Yes: “I’ll get you, you devil!” Godric dashed across the room, brandishing his sword. “And all your wicked friends!”
Note how we had to change the comma at the end of the first line of dialogue, change the comma at the end of the action, and capitalize the first word of the new line of dialogue!
Incorrect Speaking Tags
The last dialogue tag issue is more stylistic than mechanical, but we’ll mention it here anyway: don’t use things that don’t involve speaking as speaking tags.
No: “I’ll eat that little soul of yours,” the demon grinned.
Yes: “You’re welcome to try.” Godric smiled.
You can’t grin words (and we don’t recommend trying!). In our Yes example, Godric smiles after delivering his dialogue. In other words, it’s an action tag, not a speaking tag.
Now, some writers and teachers say you should never use any speaking tag other than “said.” They find whispering, shouting, calling and so on distracting, and suggest the dialogue itself should make clear how it’s being delivered.
There’s truth in this, but as with most writing rules, it’s best used in moderation. If every dialogue tag is fancy, it gets pretty weird pretty fast.
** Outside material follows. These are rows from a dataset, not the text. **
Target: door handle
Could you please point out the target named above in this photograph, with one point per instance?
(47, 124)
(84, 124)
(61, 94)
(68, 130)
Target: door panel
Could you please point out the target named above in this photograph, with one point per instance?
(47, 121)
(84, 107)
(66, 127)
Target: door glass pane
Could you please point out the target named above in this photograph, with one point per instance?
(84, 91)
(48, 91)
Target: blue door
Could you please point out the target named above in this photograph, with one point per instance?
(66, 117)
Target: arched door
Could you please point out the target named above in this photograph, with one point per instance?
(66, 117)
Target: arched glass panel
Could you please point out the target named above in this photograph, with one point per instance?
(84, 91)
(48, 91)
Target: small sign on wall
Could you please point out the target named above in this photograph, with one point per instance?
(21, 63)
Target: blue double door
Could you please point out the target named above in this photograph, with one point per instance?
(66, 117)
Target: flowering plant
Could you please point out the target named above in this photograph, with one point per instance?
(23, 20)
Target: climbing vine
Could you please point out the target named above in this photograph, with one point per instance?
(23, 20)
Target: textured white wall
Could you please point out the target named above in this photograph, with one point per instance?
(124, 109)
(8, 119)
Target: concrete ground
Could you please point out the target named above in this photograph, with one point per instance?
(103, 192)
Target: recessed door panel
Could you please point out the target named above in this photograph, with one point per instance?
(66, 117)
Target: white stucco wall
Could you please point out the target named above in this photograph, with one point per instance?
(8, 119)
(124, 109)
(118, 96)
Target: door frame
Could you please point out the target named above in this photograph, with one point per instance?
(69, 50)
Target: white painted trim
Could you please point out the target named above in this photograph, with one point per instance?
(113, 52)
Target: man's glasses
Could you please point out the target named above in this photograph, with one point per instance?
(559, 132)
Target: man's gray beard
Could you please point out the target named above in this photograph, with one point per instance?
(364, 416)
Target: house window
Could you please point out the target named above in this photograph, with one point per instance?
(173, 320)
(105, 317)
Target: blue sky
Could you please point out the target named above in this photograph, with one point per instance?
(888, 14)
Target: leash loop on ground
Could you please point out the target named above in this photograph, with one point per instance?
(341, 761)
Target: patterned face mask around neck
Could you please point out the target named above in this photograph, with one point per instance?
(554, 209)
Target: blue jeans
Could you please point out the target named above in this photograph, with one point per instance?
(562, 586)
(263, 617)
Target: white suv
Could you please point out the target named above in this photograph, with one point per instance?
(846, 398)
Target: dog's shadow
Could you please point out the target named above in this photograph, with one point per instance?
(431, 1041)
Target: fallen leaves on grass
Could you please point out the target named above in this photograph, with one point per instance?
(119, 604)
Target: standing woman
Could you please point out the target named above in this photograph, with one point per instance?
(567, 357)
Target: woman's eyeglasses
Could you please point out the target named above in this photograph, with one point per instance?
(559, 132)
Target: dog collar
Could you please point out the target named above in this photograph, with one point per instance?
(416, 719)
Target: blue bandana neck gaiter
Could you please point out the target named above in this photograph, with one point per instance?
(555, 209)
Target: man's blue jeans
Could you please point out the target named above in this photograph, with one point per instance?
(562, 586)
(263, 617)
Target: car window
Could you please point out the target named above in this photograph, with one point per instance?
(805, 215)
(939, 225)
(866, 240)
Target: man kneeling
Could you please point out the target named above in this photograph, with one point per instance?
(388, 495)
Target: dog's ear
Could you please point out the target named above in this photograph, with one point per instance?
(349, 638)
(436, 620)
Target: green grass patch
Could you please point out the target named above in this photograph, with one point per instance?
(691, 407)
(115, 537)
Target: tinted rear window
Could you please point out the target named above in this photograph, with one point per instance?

But we at Wyngraf don’t object to a little shouting, whispering, murmuring, and hollering now and then.
Like dialogue tags, simultaneous action is an issue that’s both common and controversial. It refers to using gerunds (“-ing” verbs) to describe a character doing multiple things at once. For example:
Gort sat in the bath, scrubbing his scales and whistling a jaunty tune.
So far so good. The trouble arises when you treat things as simultaneous that aren’t.
Cador stood, brushing the dirt from his trousers.
Berd bit into the apple, chewing and swallowing with gusto.
Justinia ran into the throne room, punching the guards as they approached and leaping onto the dais.
In each example, it’s hard to imagine the character doing all those things at once.
Have you ever tried standing up while brushing off your pants? It’s a good way to fall on your butt. Better to just say “Cador stood and brushed the dirt from his trousers.” It may seem simplistic, but this version of the sentence is active, direct, and captures the order in which things happened. (Remember, “and” shows things happening one after the next!)
Similarly with our other examples: Berd can’t bite, chew, and swallow all at once. Justinia can’t punch a bunch of guards and leap onto the dais while she’s still entering the room. Both of these are much worse than the first example, which probably wouldn’t even register with many readers.
A final note: not every editor is bothered by simultaneous action, and like everything in writing, it can be used occasionally for stylistic effect even if it “breaks the rules.” The trick is knowing when and how to use it, and—we can’t emphasize this enough—not overdoing it.
That’s a lot of rules. Some are more flexible than others, but in writing, every rule can be broken if you have a good reason. With that said, you can’t justify breaking a rule unless you truly understand it first. And even then, exceptions are best used sparingly. Overusing any of these mechanical issues, even on purpose, will earn a rejection.